Aleviliğin Gizli Tarihi Yazarı, Erdoğan Çınar'la Söyleşi


  Alevilik nedir sorusuna verilen cevaplar Alevi camiasını parçalamış durumda. Bir yandan İslamcı çevrelerin Türkiye’nin %99’u Müslümandır söylemi ardında Aleviliği İslamın içinde eritme çabaları ve Aleviliği İslamın içinde gören Alevilerin bu bakışa destekleri, diğer taraftan bazı Alevilerin Aleviliğin İslam’la bir ilgisinin olmadığını söylemeleri ve yazmaları bu kesimde işleri kızıştırdı. Başbakan Erdoğan’ın alt kimlik-üst kimlik tartışmaları çerçevesinde Türkiyeliliği ve İslamı bir üst kimlik olarak gören açıklamaları Alevi camiasında huzursuzluğu arttırdı. Alevi dernekleri ve yazarları bu İslam içinde değerlendirilme baskısına Aleviliğin Müslümanlıkla bir ilgisinin olmadığı ve Aleviliğin kökünün İslamiyetten çok daha eski dönemlere uzanan bir kadim uygarlık olduğu cevabını veriyorlar. Bu konudaki tartışma Alevi camiasında derin bir ilgiyle izleniyor. Şimdi ortaya çıkan sorular can alıcı önemde: Aleviler Müslüman değil mi? Aleviler Aleviliği bilmiyor mu? Aleviler bir etnisite mi? Alevi ismi Hz.
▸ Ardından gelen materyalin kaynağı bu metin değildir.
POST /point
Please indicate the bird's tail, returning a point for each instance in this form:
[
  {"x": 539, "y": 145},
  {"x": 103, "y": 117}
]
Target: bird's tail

   Ali’den gelmiyor mu? Yüzlerce yıldır Hz. Ali resimleriyle ve kılıcı Zülfikar ile kendilerini simgeleyen Aleviler bugün kendilerinin farklı bir kimlik sahibi bir toplum olup olmadığını tartışıyorlar. Bazı Aleviler Diyanet kurumunda bir yer edinmeye çalışırken diğerleri neden buna karşı çıkıyorlar? Birgün bütün bu konuları masaya yatırıyor ve yukarıdaki soruların cevaplarını Alevi camiasında arıyor. Alevilerin önde gelen simalarıyla konuştuk. Cevaplar tüm Türkiye’yi sarsacak nitelikte. İlk konuğumuz araştırmacı yazar Erdoğan Çınar.(Hakan Tanıttıran Gülşen İşeri )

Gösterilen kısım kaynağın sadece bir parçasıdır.